Уинстон Черчилль | страница 84



Оглядываясь в прошлое, здесь можно усмотреть упущенную возможность. Однако в действительности возможности не существовало никогда. Не только потому, что немецкая оппозиция в первую военную зиму, когда Чемберлен действительно поддерживал с ней контакты, проявила себя слабой, нерешительной и ненадёжной; не только потому, что неудавшийся, оставшийся без отклика путч 20 июля и теперь не произвёл вдохновляющего впечатления. Черчилль сам не был человеком, который победу — всё–таки теперь почти гарантированную тотальную победу — стал бы подвергать опасности такими рискованными переговорами. Ведь всё же он в первую очередь был воином, и лишь затем политиком. Он желал победы, и он желал её такой, чтобы она одновременно была победой его политической концепции. Однако когда это стало невозможным, тогда, во всяком случае и при других обстоятельствах, по крайней мере победа. Великодушие в победе, да. Примирение после победы, да. Но от победы отказаться? Нет и тысячу раз нет. Он был и оставался внуком Мальборо. Своего противника Болингброка, который ему испоганил победу, чтобы получить более выгодный для Англии мир, он буквально так ни разу и не простил.

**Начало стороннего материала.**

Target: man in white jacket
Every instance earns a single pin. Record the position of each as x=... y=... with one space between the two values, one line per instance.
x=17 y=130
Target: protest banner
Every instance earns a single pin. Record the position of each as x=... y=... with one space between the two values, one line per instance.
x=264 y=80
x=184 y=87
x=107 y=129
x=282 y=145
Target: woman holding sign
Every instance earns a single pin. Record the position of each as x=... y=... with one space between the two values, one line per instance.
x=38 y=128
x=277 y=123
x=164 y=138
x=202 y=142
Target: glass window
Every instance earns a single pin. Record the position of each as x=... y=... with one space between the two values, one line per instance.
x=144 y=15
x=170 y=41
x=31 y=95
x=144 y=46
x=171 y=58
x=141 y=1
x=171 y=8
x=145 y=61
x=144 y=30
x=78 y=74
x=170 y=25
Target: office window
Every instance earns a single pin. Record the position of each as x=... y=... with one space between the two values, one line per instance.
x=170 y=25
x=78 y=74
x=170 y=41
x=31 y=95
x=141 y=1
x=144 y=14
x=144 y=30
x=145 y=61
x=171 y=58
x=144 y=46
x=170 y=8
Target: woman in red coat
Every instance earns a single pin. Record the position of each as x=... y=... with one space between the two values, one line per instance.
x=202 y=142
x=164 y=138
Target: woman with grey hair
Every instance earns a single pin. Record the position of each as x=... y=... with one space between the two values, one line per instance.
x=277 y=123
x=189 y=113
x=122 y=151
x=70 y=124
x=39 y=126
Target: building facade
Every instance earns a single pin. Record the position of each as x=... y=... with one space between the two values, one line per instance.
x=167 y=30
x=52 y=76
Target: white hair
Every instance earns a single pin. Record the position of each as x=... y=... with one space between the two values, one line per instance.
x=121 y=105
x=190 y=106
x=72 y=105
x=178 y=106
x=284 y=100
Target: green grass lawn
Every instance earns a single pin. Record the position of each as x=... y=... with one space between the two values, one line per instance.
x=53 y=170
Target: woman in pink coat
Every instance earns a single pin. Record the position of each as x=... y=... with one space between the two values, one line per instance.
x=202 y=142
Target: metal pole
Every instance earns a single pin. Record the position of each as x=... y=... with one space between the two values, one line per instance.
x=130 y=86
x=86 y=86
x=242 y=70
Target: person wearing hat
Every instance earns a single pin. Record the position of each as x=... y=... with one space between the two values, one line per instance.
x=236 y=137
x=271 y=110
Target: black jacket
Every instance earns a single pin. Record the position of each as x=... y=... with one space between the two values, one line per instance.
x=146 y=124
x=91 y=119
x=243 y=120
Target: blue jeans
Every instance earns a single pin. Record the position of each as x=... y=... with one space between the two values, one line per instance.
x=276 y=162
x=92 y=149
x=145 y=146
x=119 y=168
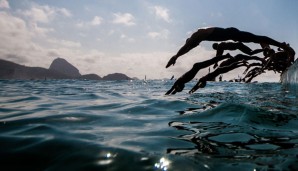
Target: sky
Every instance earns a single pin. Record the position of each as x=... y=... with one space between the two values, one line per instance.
x=134 y=37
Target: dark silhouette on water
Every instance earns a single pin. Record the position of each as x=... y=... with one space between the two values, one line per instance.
x=277 y=62
x=221 y=47
x=188 y=76
x=224 y=34
x=220 y=70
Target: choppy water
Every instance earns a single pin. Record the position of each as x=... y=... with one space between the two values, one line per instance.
x=131 y=125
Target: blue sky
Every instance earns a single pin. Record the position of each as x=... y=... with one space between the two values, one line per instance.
x=135 y=37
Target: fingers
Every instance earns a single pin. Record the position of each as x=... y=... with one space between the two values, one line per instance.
x=193 y=89
x=172 y=61
x=170 y=91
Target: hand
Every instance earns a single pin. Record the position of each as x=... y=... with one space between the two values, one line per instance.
x=177 y=87
x=200 y=84
x=172 y=61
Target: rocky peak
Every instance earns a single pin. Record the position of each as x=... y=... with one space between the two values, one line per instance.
x=64 y=67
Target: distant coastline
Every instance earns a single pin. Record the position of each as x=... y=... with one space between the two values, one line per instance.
x=59 y=69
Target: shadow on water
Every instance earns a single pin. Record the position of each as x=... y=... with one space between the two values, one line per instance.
x=85 y=125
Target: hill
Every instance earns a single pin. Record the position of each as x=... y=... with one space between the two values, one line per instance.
x=59 y=69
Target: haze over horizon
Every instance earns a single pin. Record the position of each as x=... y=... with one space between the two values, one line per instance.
x=134 y=37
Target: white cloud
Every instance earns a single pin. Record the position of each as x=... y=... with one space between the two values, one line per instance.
x=65 y=43
x=125 y=19
x=64 y=12
x=162 y=13
x=4 y=4
x=45 y=14
x=159 y=35
x=96 y=21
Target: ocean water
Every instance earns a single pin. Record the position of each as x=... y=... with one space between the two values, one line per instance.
x=131 y=125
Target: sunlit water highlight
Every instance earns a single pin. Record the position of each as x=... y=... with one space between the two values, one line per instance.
x=131 y=125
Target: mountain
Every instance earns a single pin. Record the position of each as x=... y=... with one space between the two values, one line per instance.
x=64 y=67
x=116 y=76
x=10 y=70
x=90 y=77
x=59 y=69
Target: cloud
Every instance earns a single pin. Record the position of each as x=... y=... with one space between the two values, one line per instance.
x=65 y=43
x=4 y=4
x=125 y=19
x=162 y=13
x=159 y=35
x=96 y=21
x=44 y=14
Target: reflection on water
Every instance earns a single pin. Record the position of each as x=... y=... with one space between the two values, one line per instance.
x=131 y=125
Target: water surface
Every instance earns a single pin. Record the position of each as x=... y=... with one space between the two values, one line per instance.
x=131 y=125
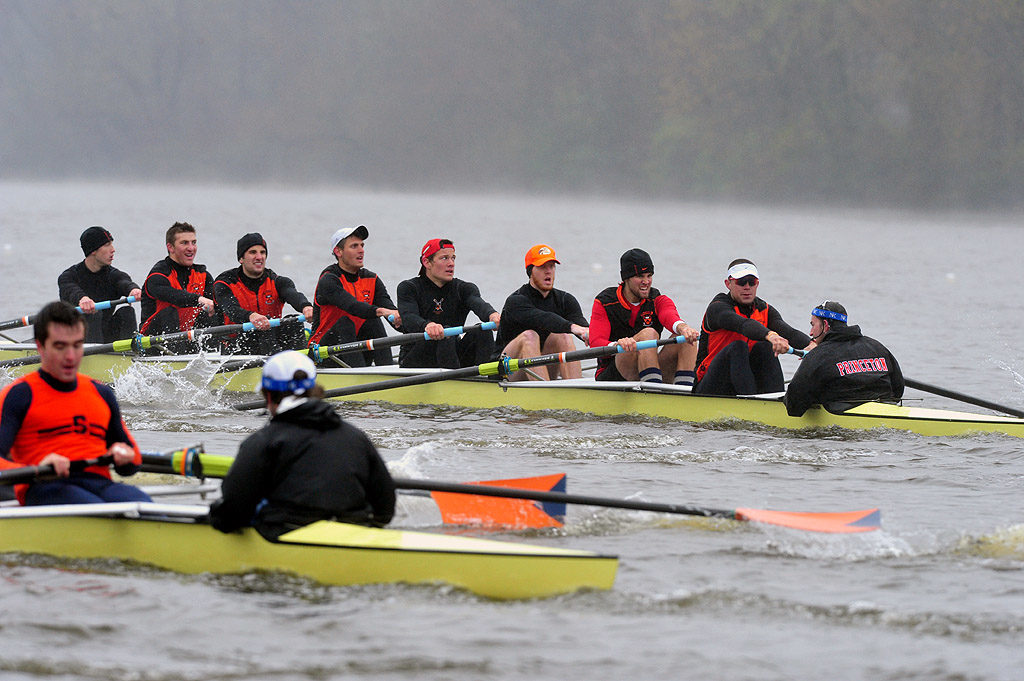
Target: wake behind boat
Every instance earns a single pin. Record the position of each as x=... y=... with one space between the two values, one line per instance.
x=584 y=395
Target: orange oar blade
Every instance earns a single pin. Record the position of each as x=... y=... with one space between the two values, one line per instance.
x=513 y=513
x=850 y=521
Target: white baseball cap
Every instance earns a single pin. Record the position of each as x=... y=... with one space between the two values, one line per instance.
x=345 y=232
x=279 y=373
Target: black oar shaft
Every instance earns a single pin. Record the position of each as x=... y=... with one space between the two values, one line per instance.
x=934 y=389
x=560 y=498
x=30 y=473
x=500 y=368
x=144 y=342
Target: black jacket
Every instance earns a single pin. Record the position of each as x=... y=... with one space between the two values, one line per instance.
x=307 y=465
x=845 y=370
x=528 y=308
x=422 y=301
x=108 y=284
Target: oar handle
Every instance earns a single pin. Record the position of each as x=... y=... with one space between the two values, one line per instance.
x=107 y=304
x=28 y=320
x=30 y=473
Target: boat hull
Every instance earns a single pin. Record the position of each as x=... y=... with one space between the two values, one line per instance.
x=587 y=396
x=331 y=553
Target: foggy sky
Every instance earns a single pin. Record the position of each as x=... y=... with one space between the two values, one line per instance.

Он получил свою победу, и нельзя сказать, что он ею не наслаждался. Были великие и чудесные моменты, как например свидание с освобождённым Парижем. Однако он был и оставался пленником своей победы, и он потирал о неё свои раны, как лев трётся о прутья своей клетки. Политик Черчилль в последние девять месяцев войны — это последовательность импровизаций, неутомимый ванька–встанька. В августе 1944 года он летал в Италию с отчаянными (и не до конца продуманными) планами, всё–таки каким–то образом сделать возможным прорыв на Триест и Вену. Тщетно, итальянский фронт был слишком беспощадно ослаблен и опустошён в пользу французского. Затем ему пришла неожиданная идея: что мог делать Рузвельт — прямой, жёсткий торг со Сталиным как держава с державой — не следует ли и ему так же поступить? В октябре он полетел в Москву и провёл жёсткие, циничные сделки со Сталиным: Румыния для тебя, Греция для меня; а Польшу отодвинем на Запад — как, это можно изобразить тремя спичками. Что последовало, было его самым отвратительным моментом, со сценами, которые лучше забыть: польский премьер–министр Миколайчик, который не хотел позволить, чтобы его страну продавали в розницу, угрожал буквально кулаком. А когда освобождённые Афины восстали против установленного английскими освободителями консервативного правительства, он приказал обращаться с ними как с покорённым городом. Сталин наблюдал без комментариев, и Черчилль сказал в палате общин, что никогда какое–либо правительство не было более верно своему слову, чем русское советское правительство. Однако когда весной 1945 года неожиданно для западных армий возникла возможность всё же первыми прийти в Берлин и на Одер, он сделал всё возможное, чтобы уговорить Эйзенхауэра и Трумэна осуществить этот нежданный шанс — который не совсем соответствовал предшествовавшим соглашениям трёх держав о зонах оккупации Германии. И отвода войск западных союзников из Саксонии, Тюрингии и Мекленбурга на оговорённые линии разграничения никогда бы не произошло, если бы дела шли по его представлениям. Россия снова стала врагом.